March 28, 2017

The Bone Woman

The Bone Woman, a story from the frozen lands...

Once upon a time, a young woman was thrown into the icy sea by her father. No one knows why this was done, whether just or unjust. After many, many years, what remained of her was still there, floating like coral beneath the waves, a thing of wrack and bone. One day, a man came fishing in his kayak and hooked the bone woman by a rib. When he pulled up his line, he was terrified to see her, a moving skeleton. He dropped the line at his feet, paddled desperately for shore, beached the kayak, and ran to his house. Still, tangled in the fishing lines that dragged behind him, she was there. In the house, he faced the pile of bones with terror and despair.

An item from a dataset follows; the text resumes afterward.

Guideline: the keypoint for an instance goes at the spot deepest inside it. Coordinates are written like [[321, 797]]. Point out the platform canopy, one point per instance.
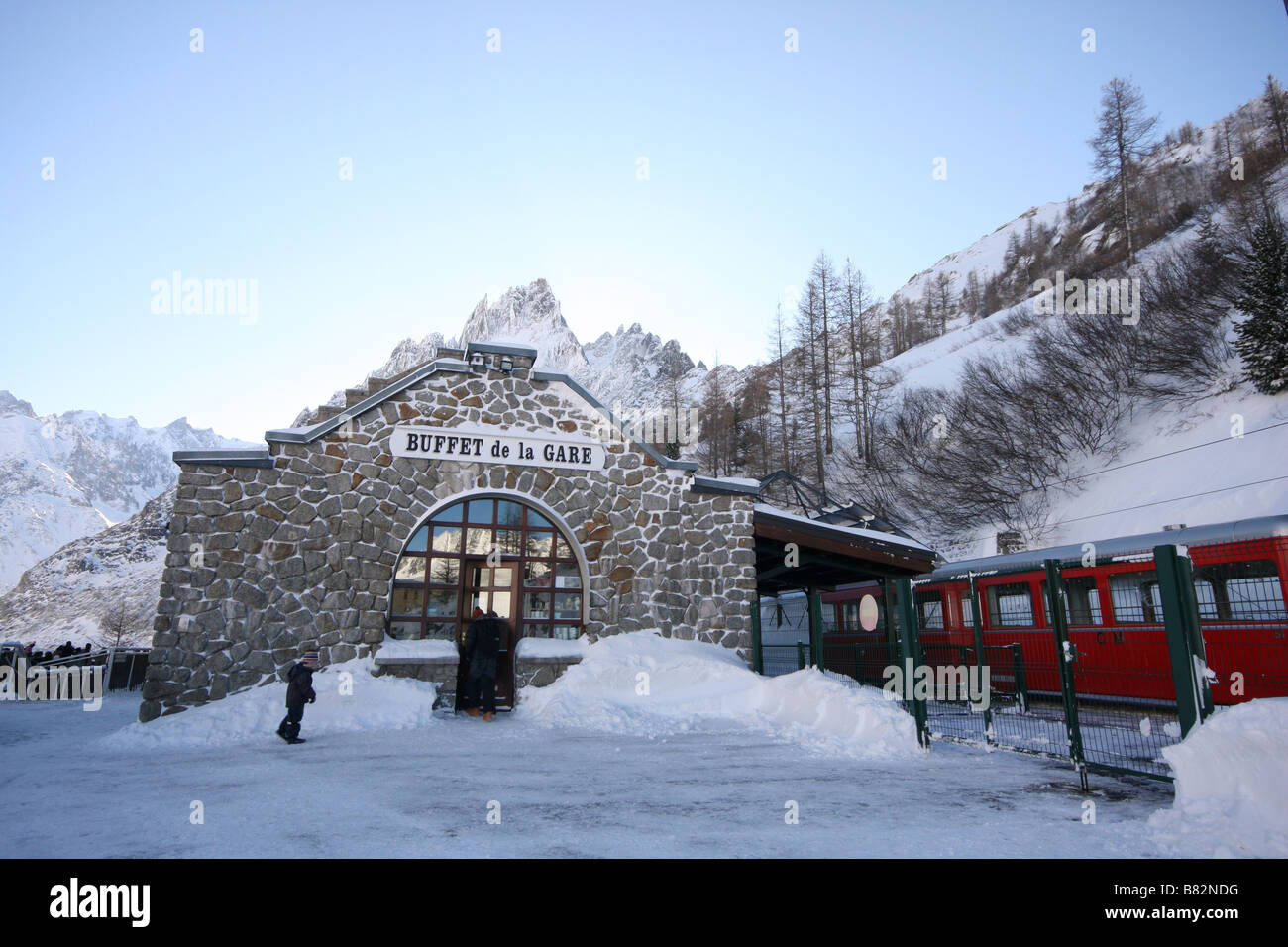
[[828, 554]]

Then something changed. As he looked on the heap of her, he felt sorry, saddened by the tangles and disarray of her, by the life caught in death. Singing softly, as one would sing to soothe a child, he began to untangle bones from netting, ribs from hooks, legs from lines. Finally she lay there aligned, aright, on the cold floor. Suddenly weary, he looked toward his bed. But before he curled beneath his covers, he wrapped the bones in furs. It may seem a useless gesture, keeping the cold from a dead thing. But the soul speaks a strange language, conjuring sorrow from terror, and being from seeming.

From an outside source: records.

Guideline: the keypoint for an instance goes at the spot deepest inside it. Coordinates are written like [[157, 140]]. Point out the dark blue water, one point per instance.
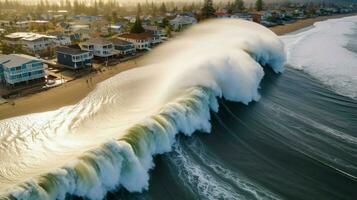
[[298, 142]]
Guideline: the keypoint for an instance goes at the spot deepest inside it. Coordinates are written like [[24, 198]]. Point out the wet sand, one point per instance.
[[72, 92]]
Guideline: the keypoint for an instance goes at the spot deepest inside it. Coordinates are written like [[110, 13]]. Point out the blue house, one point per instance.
[[74, 58], [19, 68]]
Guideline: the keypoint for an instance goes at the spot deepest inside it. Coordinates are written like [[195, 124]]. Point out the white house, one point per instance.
[[17, 68], [182, 21], [99, 47], [155, 30], [141, 41], [61, 39]]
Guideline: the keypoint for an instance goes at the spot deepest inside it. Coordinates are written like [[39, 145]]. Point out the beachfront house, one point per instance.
[[18, 68], [141, 41], [74, 58], [155, 30], [99, 47], [181, 22], [124, 48], [33, 42], [61, 38]]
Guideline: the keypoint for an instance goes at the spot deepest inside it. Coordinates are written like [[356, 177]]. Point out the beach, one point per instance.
[[72, 92]]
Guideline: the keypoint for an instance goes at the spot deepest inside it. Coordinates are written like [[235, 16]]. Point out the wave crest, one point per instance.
[[108, 140]]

As he slept, he dreamt of the bone woman, and wept. The bone woman saw the tears, or smelled the salt water gathered at the corner of his eye, and moved to taste it. A single tear slaked the thirst of who knows how many years, and she woke again to wanting life. Carefully, so carefully, never waking him, she borrowed his heart. With the beating heart drumming in her bony frame, she sang a new song. She sang herself back to being, sang flesh about the bones, sang back her breasts and organs, secret bits and bright eyes. She built blue-black hair and fine sinews, and rounded her belly and hips. Carefully, so carefully, she returned his heart. Then she slipped into his bed, fitting herself to his side.

They say that the fisherman and the bone woman went away together, and lived well, ever fed by creatures from the sea, who knows how long. A long time, forever, maybe. This is magic, after all.

There is a bone woman in all of us. Find your magic where you can.


  1. This is beautiful! I always love reading your comments but forget to click on your linked name ... and because I seldom go to my feed reader these days, I haven't bookmarked your blog. I must! Such wonderful writing. 💙

  2. thank you ever so much! i appreciate your reading and commenting tremendously.